Вскоре юная индианка принесла им большой калебас – сосуд из тыквы, в котором пенилась холодная желтоватая жидкость, и три маленьких кружки-тыковки. Мишель де Граммон уже знал, что это кашири. Он готовился из сока пальмы асаи. Алкоголя в кашири было совсем мало, но если пить без меры, то этот невинный прохладительный напиток валил с ног. Индейцы хорошо умели готовить различные напитки, а из бананов и ананасов они делали превосходное вино, куда добавляли дикий мед.
Особенно крепкое вино получалось из сока винной пальмы. Чтобы добыть сок, в сердцевине срубленной пальмы вырезали четырехугольное отверстие, расширенное в средней части. Эту дыру называли бочкой. В ней толкли мякоть до тех пор, пока она не разбухала, а затем вычерпывали сок руками. Когда Реми Гайлар рассказывал, как готовят этот напиток, он аж причмокивал.

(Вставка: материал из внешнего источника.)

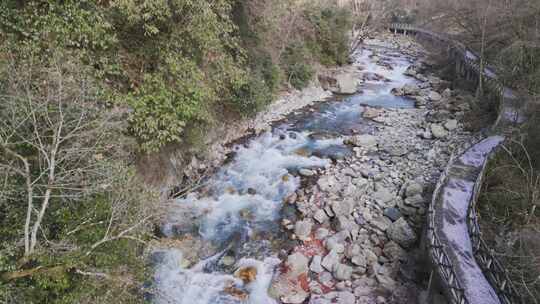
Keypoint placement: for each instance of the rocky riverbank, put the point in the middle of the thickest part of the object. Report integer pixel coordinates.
(352, 196)
(360, 224)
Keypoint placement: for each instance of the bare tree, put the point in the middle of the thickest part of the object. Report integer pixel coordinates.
(57, 139)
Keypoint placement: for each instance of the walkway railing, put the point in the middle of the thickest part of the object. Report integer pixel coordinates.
(442, 253)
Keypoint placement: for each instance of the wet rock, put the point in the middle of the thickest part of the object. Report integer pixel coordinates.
(246, 274)
(302, 229)
(447, 93)
(342, 272)
(365, 140)
(297, 296)
(413, 188)
(416, 201)
(346, 84)
(393, 251)
(371, 113)
(344, 207)
(392, 213)
(297, 264)
(402, 233)
(228, 260)
(330, 261)
(434, 96)
(438, 131)
(451, 125)
(320, 216)
(306, 172)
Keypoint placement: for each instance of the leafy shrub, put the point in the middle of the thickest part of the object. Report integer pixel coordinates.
(330, 44)
(297, 65)
(166, 103)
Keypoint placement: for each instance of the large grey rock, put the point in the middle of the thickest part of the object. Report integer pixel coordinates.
(413, 188)
(342, 272)
(402, 233)
(346, 84)
(434, 96)
(320, 216)
(344, 207)
(451, 125)
(438, 131)
(297, 263)
(330, 261)
(381, 222)
(302, 229)
(383, 196)
(364, 140)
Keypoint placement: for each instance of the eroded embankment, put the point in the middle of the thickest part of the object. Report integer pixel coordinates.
(328, 205)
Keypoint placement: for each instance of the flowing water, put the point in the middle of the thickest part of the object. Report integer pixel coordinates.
(237, 215)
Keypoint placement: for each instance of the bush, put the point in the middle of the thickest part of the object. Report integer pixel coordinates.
(330, 43)
(167, 102)
(297, 65)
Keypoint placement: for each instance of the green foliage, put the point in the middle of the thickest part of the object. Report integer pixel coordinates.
(165, 104)
(330, 42)
(297, 64)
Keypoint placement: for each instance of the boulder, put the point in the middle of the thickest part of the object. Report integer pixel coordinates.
(438, 131)
(346, 84)
(331, 260)
(364, 140)
(451, 125)
(434, 96)
(297, 264)
(402, 233)
(342, 272)
(302, 229)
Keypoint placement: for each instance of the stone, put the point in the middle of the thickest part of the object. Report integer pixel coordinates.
(321, 233)
(297, 264)
(315, 265)
(371, 113)
(342, 272)
(392, 213)
(320, 216)
(447, 93)
(343, 223)
(402, 233)
(344, 207)
(434, 96)
(352, 249)
(438, 131)
(451, 124)
(296, 296)
(331, 260)
(364, 140)
(416, 201)
(347, 83)
(413, 188)
(246, 274)
(306, 172)
(302, 229)
(381, 222)
(410, 89)
(228, 260)
(393, 251)
(383, 195)
(359, 260)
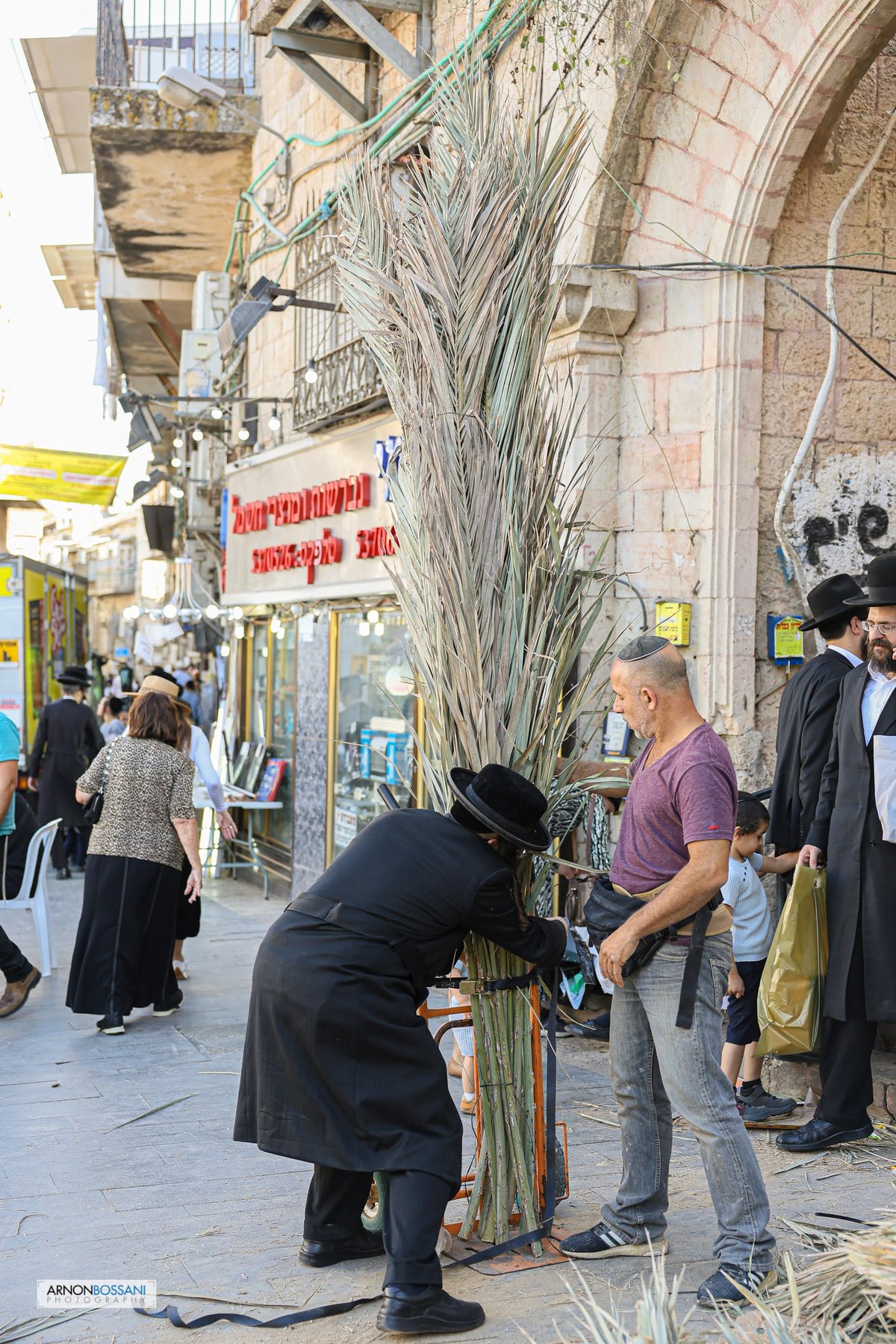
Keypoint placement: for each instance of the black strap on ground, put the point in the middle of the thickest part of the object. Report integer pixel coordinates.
(541, 1233)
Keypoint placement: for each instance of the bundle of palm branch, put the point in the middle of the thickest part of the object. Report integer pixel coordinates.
(454, 287)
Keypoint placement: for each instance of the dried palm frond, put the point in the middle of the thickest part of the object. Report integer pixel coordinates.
(454, 289)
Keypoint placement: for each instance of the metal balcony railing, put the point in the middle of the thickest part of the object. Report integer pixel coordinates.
(137, 40)
(347, 376)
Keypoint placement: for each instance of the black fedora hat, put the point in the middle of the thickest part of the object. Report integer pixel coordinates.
(882, 584)
(505, 803)
(833, 597)
(74, 676)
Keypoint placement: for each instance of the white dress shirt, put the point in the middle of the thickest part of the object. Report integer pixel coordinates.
(877, 692)
(847, 653)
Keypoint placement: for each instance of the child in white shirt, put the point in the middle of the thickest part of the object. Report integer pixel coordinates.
(751, 933)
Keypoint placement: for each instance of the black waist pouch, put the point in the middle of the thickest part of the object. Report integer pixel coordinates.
(608, 909)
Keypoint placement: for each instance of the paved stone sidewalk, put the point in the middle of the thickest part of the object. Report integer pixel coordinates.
(172, 1198)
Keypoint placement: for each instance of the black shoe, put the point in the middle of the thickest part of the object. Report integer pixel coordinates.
(595, 1028)
(113, 1024)
(430, 1312)
(724, 1287)
(361, 1246)
(818, 1133)
(602, 1241)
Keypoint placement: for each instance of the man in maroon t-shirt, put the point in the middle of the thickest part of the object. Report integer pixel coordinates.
(673, 847)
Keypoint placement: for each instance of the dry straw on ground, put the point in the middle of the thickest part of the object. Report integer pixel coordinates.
(454, 288)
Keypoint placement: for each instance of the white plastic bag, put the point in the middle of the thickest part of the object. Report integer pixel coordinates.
(886, 784)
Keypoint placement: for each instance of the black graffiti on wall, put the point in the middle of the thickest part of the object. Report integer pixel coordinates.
(872, 527)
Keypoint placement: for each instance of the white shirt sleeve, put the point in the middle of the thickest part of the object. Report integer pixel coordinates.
(200, 756)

Велев Пьеру Лагарду и Гайлару не увлекаться кашири и держать оружие наготове, де Граммон приготовился ждать, как отнесется к его просьбе совет старейшин. Мишель знал от Гайлара, что вождь не имеет права принимать важные решения без согласия уважаемых соплеменников.
Тем временем обыденная жизнь селения продолжалась. Женщины занимались своими делами и, казалось, совсем не интересовались белыми пришельцами. Лишь изредка быстрый и острый взгляд, брошенный в сторону корсаров, выдавал их жгучее любопытство. Тем не менее даже малые дети не досаждали, разбежались кто куда. Не было видно лишь мужчин и юношей. И де Граммон знал, где они, – рассыпавшись по сельве, с оружием в руках охраняют подступы к деревне.
Это его сильно тревожило. Конечно, оружие у индейцев было примитивным, но среди зарослей луки не менее эффективны, чем мушкеты. И потом, чтобы перезарядить мушкет, требуется время, за которое индеец может выпустить десяток стрел. А уж стреляли дикари потрясающе точно. Мишелю де Граммону однажды показывали весьма необычные стрелы туземцев – толстые, окрашенные в красный цвет, словно лакированные прутья почти в палец толщиной и около восьми футов длиной. На одном конце сухожилиями был привязан деревянный крючок, в который вставлялся кремень, на другом крепилась трубочка, заполненная мелкими камешками. Когда стрела летела к цели, эти камешки гремели. Но самое страшное, что наконечники некоторых стрел были смазаны ядом.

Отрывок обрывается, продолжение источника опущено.